Patients (N = 91) with a mean baseline HbA(1c) value of 7.7% (range: 6.2-10.3%) were randomized to sitagliptin (n = 65) or placebo (n = 26). After 12 weeks, the mean change [95% confidence interval (CI)] from baseline in HbA(1c) was -0.6% (-0.8, -0.4) in the sitagliptin group compared with -0.2% (-0.4, 0.1) in the placebo group [between-group difference (95% CI) = -0.4% (-0.7, -0.1)]. At 54 weeks, patients continuously treated with sitagliptin had a mean change (95% CI) from baseline in HbA(1c) of -0.7% (-0.9, -0.4). The overall incidence of adverse experiences was generally similar between groups. Between-group differences in incidences of specific clinical adverse experiences were generally small; however, the proportion of patients for whom hypoglycaemia was reported was lower in the sitagliptin group (4.6%) compared with the placebo/glipizide group (23.1%). Consistent with the high mortality risk in this patient population, there were six deaths during this 54-week study [5 of 65 patients (7.7%) in the sitagliptin group and 1 of 26 patients (3.8%) in the placebo/glipizide group]; no death was considered by the investigator to be drug related. The overall incidences of drug-related and serious adverse experiences and discontinuations because of adverse experiences were generally similar between groups.

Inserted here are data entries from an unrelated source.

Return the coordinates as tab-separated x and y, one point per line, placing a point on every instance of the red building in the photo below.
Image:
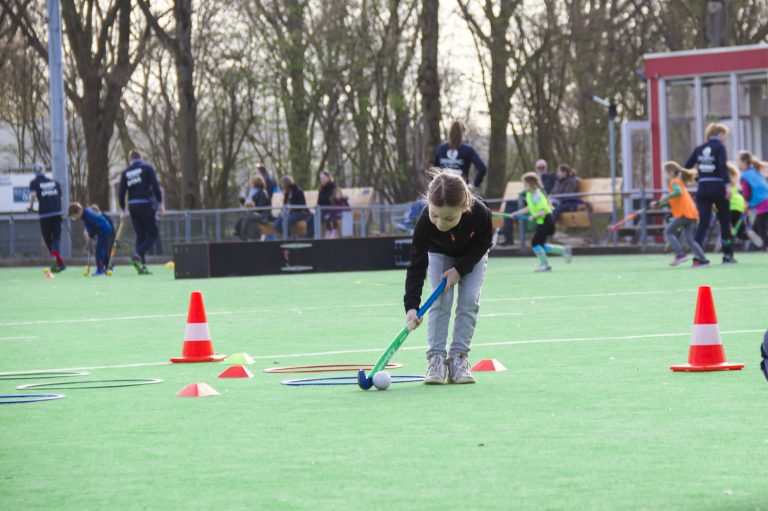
689	89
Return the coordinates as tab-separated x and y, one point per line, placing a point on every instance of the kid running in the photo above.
97	227
451	240
685	216
755	190
540	209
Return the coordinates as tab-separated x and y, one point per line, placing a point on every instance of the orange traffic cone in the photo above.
197	390
489	364
236	372
197	338
706	352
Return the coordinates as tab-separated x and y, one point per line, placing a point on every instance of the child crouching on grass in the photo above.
540	209
451	240
97	227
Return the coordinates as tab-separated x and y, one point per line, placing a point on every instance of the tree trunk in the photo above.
97	136
499	104
429	83
187	123
497	146
295	97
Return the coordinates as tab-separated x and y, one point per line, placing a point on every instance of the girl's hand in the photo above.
412	320
452	276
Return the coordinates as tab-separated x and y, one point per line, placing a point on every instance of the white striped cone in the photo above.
706	352
198	346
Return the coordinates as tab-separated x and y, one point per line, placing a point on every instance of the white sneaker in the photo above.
567	254
435	370
458	370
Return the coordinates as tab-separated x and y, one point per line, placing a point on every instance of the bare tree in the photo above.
429	81
508	57
106	50
180	46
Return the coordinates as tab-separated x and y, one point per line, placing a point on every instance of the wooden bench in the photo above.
594	205
361	197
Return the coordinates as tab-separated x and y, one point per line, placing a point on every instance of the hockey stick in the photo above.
366	383
628	218
510	215
87	268
116	243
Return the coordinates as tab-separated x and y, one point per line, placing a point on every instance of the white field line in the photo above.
364	306
408	348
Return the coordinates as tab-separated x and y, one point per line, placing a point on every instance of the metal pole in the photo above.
58	118
612	143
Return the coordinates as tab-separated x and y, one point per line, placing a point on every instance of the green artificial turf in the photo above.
588	416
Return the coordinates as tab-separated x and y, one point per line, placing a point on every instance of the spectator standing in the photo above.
48	194
456	156
710	159
331	222
246	226
325	198
293	195
140	188
270	185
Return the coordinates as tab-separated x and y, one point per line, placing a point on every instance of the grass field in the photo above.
588	416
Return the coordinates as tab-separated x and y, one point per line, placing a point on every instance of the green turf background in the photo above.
589	422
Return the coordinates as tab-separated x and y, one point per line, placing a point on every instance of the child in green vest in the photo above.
540	209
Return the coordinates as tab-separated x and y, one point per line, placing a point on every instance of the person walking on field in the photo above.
710	159
145	201
48	194
456	156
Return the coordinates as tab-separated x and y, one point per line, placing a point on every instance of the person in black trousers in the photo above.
139	183
710	160
48	194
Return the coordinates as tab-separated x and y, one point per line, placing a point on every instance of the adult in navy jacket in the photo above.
145	201
714	188
457	156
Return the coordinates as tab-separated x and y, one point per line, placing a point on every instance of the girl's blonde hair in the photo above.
748	159
533	179
448	189
715	129
674	168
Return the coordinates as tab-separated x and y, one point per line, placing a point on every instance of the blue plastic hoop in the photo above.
347	380
35	398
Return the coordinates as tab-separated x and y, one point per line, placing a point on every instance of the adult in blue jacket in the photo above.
48	193
145	201
710	159
457	156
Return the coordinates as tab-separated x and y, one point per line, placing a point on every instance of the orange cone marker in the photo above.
489	364
197	390
706	352
197	338
236	372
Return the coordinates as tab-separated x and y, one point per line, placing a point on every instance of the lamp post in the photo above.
58	118
612	145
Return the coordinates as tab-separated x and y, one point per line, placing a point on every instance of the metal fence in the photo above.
20	233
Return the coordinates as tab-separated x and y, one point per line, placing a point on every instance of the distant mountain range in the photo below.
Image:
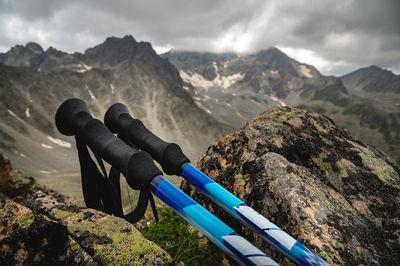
35	82
185	97
234	88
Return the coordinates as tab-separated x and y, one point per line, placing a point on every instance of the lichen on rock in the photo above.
334	193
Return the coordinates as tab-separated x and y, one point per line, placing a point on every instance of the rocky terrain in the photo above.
41	227
234	88
337	195
34	83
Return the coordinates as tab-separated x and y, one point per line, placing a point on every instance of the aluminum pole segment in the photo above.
213	228
278	238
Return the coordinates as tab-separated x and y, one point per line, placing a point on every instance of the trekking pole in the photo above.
174	162
73	118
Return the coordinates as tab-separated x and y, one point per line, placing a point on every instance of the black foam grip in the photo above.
137	166
169	155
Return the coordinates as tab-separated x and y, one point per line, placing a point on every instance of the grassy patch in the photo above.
175	236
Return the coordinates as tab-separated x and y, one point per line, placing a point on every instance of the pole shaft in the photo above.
278	238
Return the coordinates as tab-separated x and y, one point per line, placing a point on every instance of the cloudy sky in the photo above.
335	36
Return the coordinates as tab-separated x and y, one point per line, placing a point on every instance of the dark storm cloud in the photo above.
342	34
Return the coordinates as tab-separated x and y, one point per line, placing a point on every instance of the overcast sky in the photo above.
335	36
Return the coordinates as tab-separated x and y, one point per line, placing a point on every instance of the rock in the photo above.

In this study, sitagliptin was generally well tolerated and provided effective glycaemic control in patients with type 2 diabetes and moderate to severe renal insufficiency, including patients with ESRD on dialysis.
评估西格列汀在2型糖尿病合并中度[肌酐清除率(CrCl)≥30至<50 ml/分钟]或重度肾功能不全[CrCl<30 ml/分钟,包括接受透析的终末期肾病(ESRD)患者]患者中的安全性。同时评估西格列汀在该患者群体中的疗效。
在一项为期54周的随机、双盲、平行组研究中,将基线糖化血红蛋白A1c(HbA1c)值为6.5 - 10%的患者按2:1分配至西格列汀组(治疗54周)或先接受安慰剂治疗12周,随后接受格列吡嗪活性治疗42周的序列组。为使血浆浓度与每日服用100 mg西格列汀的肾功能正常患者中观察到的浓度相似,中度肾功能不全患者分配至接受每日一次西格列汀50 mg,重度肾功能不全患者分配至接受每日一次25 mg。格列吡嗪治疗起始剂量为2.5或5 mg/天,最大滴定至20 mg/天。
平均基线HbA1c值为7.7%(范围:6.2 - 10.3%)的91例患者被随机分配至西格列汀组(n = 65)或安慰剂组(n = 26)。12周后,西格列汀组HbA(1c)自基线的平均变化[95%置信区间(CI)]为-0.6%(-0.8,-0.4),而安慰剂组为-0.2%(-0.4,0.1)[组间差异(95%CI)=-0.4%(-0.7,-0.1)]。在54周时,持续接受西格列汀治疗的患者HbA(1c)自基线的平均变化(95%CI)为-0.7%(-0.9,-0.4)。不良事件的总体发生率在两组之间通常相似。特定临床不良事件发生率的组间差异通常较小;然而,西格列汀组报告低血糖的患者比例(4.6%)低于安慰剂/格列吡嗪组(23.1%)。鉴于该患者群体的高死亡风险,在这项54周的研究中有6例死亡[西格列汀组65例患者中有5例(7.7%),安慰剂/格列吡嗪组26例患者中有1例(3.8%)];研究者认为没有死亡与药物相关。药物相关和严重不良事件以及因不良事件停药的总体发生率在两组之间通常相似。
在本研究中,西格列汀总体耐受性良好,在2型糖尿病合并中度至重度肾功能不全(包括接受透析的ESRD患者)患者中提供了有效的血糖控制。